Reading Rebecca Dobkins’ storied research about Native
American women and girls interactions in early twentieth century federally
mandated boarding schools has me thinking of all things about the open house at
a local public Montessori school that I could apply (through a lottery system)
to be my son’s kindergarten school for next year. These two schooling situations in most ways
couldn’t be more dissimilar. The
boarding schools described by Dobkins worked actively and without remorse to assimilate
Native American children away from their home cultures, languages and lives. The forces used were long distance separation
from family, difficulty in returning home for any reason and use of legal
language and even force to maintain the authority to separate families. Our local Montessori school is the most
progressive public opportunity available in my county, I, especially as a
white, middle class, academic have a great deal of power/knowledge available to
negotiate my and my child’s position in the school and his entrance to the
school at all. I don’t have any power
over whether he gets in, but I can choose some other kind of schooling option
altogether. I don’t have to send him at
all.
It would seem that the differences
between me and the Native American mothers who I have been reading in Dobkins’
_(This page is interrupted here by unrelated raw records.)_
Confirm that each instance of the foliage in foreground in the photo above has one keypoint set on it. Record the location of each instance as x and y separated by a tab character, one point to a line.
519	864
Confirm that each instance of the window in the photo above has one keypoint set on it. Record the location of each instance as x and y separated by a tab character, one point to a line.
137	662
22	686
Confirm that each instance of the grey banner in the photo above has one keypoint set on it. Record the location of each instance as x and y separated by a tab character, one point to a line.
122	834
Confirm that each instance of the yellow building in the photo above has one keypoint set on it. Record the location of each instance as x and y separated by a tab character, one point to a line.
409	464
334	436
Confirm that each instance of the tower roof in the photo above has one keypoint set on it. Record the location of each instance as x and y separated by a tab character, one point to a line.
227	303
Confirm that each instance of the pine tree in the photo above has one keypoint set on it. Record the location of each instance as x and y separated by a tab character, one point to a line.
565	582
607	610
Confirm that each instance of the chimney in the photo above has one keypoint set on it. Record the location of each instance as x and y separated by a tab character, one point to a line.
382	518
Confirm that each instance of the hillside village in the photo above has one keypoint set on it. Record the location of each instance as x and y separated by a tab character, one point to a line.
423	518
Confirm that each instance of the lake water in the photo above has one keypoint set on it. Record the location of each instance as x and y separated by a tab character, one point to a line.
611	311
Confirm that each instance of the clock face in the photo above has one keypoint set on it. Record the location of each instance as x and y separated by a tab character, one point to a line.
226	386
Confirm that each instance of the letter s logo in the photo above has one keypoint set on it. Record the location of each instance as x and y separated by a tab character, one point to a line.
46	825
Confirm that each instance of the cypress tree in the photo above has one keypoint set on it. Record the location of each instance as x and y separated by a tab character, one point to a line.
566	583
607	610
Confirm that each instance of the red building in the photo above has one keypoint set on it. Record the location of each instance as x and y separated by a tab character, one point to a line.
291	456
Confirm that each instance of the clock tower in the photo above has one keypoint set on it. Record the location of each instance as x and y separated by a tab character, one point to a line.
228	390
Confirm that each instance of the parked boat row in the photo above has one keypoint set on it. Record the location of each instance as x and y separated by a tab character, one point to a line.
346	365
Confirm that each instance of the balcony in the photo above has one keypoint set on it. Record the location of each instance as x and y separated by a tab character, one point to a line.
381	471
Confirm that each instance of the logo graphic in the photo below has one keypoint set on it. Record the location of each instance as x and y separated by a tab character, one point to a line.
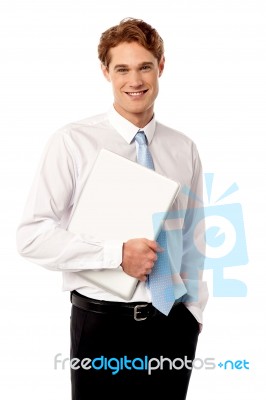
216	238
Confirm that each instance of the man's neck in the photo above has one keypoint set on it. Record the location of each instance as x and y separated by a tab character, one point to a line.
138	119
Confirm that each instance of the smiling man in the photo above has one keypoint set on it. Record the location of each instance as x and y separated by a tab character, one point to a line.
112	346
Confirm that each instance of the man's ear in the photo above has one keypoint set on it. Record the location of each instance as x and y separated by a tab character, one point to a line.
161	65
105	72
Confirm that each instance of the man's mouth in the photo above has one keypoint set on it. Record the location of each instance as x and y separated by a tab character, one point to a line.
136	94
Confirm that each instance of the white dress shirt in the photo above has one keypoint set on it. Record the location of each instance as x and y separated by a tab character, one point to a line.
42	237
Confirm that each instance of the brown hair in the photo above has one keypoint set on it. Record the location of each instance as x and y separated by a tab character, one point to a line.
130	30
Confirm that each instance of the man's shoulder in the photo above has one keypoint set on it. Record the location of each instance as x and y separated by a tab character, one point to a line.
174	134
97	119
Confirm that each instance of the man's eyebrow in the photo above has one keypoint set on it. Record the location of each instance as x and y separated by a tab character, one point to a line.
117	66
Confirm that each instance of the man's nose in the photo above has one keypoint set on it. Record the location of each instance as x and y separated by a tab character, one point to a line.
136	79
essay are gulfs, but I’m interested in thinking also about the
interconnectedness we share. I was also
reading today Dias Soto and Blue Swadners’ The
Politics of Early Childhood Education.
The first chapter unravels the ways that schooling (again), particularly
college education of some early childhood teachers and mothers worked to
professionalize and make scientific some mothers and some teachers. These professional mothers and teachers, I
can count as both of these, are still under the reign of patriarch through
discourses of white, male generated child development theories or the more
modern neoliberal models of education and child rearing based on new business (still
white and male) dispositions approaches to foster problem solving and
flexibility, for instance. Progressive
schools that take up, for instance, 21st
Century Learner frameworks, seem to work to the success of individual students,
who can be self starters and business-ready but the benefits are not to all
students, but to a few who are already benefiting from the corporate model of
exchange in late capitalism. I am left
feeling cornered. I can option to send
my child to our neighborhood school, where worksheets abound, possibly to the
Montessori alternative (although unlikely since I declined to enter him in the
lottery at age 4, where most slots are taken) or I can homeschool him in a local
community of thoughtful people, but with political consequences of separatism. If I’m not interested in testing, structured
curriculum, focus on “the basics,” then I am not at all compelled to be part of
this public system, and though politically a powerful choice, it is a very
difficult family one to make.
The public schools push me (and family) out in some ways as zealously
as they pulled in the children of the Native American children Dobkins writes
of. This power to separate groups of
people, like women, mothers, who could be united is a major component in the
colonialist efforts of schooling Dobkins illustrates. So while I am faced with resisting guised
power that works through me as a professional and as a mother. My resistance seems separate and different
and scaleless compared to the need for resistance of Native American mothers,
who are marginalized and erased from history even. But as Diaz Soto and Blue Swadner point out my
schooling, my professionalization, has been another tool to create a hierarchy of
differences, separating me from the other women in the world and in history
with whom my resistance could be aligned.
References
Diaz Soto, L. & Blue Swadner, B.
(2006). The politics of early childhood
education. NY: Peter Lang.
Dobkins, R. (1999). Strong language, strong actions:
Native American women writing against federal authority, In M.Bucholtz, A.C. Liang, & L. Sutton (Eds.) Reinventing identities:
The gendered self in discourse. New York: Oxford University Press.